Fibroma of tendon sheath

The Sehnenscheidenfibrom ( tenosynoviales fibroid) is a benign nodular formation, often clinging to a tendon or tendon sheath or arises at least in their vicinity. Typically affected are particular fingers, especially the thumb, index and middle fingers. Rarely the tumor within joints (knee, elbow, wrist ) has been described.

Epidemiology

The Sehnenscheidenfibrom is usually observed between 20 and 50 years old, with the peak age is in the fourth decade of life. Men are slightly more often affected than women (3: 2).

Clinic

Clinically, it is a usually small painless tumor formation with slow growth. However, nerve compression, carpal tunnel syndrome and pain may occur.

Pathology

Macroscopy

Macroscopically there is a sharply defined, lobulated or mehrknotigen tumor with a size of typically less than 2 cm and almost always less than 3 cm. The cut surface is homogeneous whitish and solid.

Histology

Histologically, show well-circumscribed nodules, which are often separated by deep, narrow fabric columns. The tumor tissue is usually poor in cells and is composed of spindle-shaped fibroblasts and myofibroblasts in a collagenous fibrous stroma. Characteristic are present scattered elongated slit-shaped vascular spaces. Section, a higher cell density is possible, especially in the peripheral area of the lesion - the image here may be similar to a nodular fasciitis. There are usually no significant cellular atypia or mitoses.

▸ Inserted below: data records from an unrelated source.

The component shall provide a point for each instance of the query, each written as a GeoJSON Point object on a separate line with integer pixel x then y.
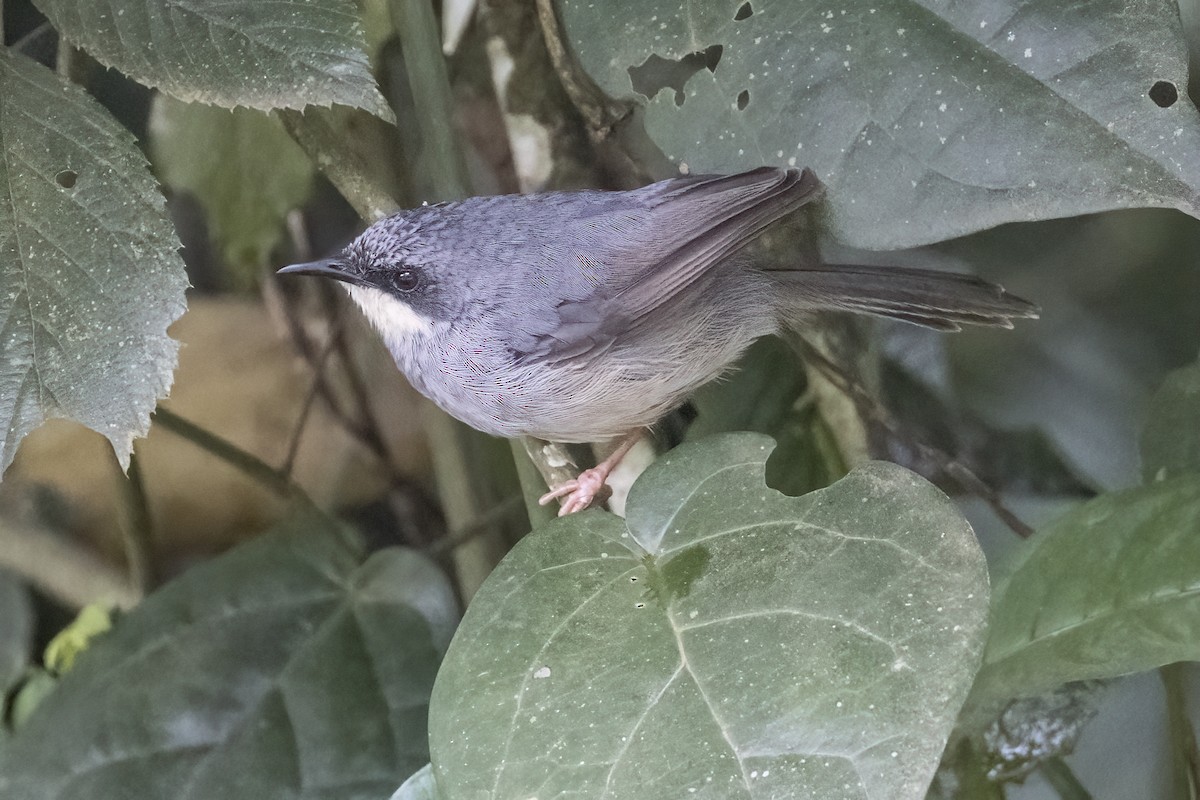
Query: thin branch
{"type": "Point", "coordinates": [231, 453]}
{"type": "Point", "coordinates": [136, 525]}
{"type": "Point", "coordinates": [481, 524]}
{"type": "Point", "coordinates": [307, 405]}
{"type": "Point", "coordinates": [955, 469]}
{"type": "Point", "coordinates": [600, 112]}
{"type": "Point", "coordinates": [66, 572]}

Less common features include the occurrence of star-shaped cells, pleomorphic bizarre cells, myxoid change, cyst formation, dense hyalinization and a chondroid or osseous metaplasia.

Immunohistochemistry

Often a part of the cell elements shows an expression of smooth muscle actin. In addition, the tumor cells are positive for Vimentin. In a few cases, CD34 positivity has been reported. The macrophage antigens CD68 and CD163 can be expressed focally. The marker desmin, S100 and beta -catenin are negative.

Differential Diagnosis

The Sehnenscheidenfibrom must be clinical and histological distinction of benign lesions such as giant cell tumor tenosynovial, the Einschlusskörperchenfibromatose, nodular fasciitis, the desmoplastic fibroblastoma, the palmar and plantar fibromatosis and benign fibrous histiocytoma.

Forecast

After surgical removal of the lesion recur up to one quarter of the tumors, sometimes repeatedly. This may be due to that the distance due to the adhesion of tumor tissue can be difficult to chord structures. Relapses must be inspected by a renewed engagement in the rule. A metastasis does not occur.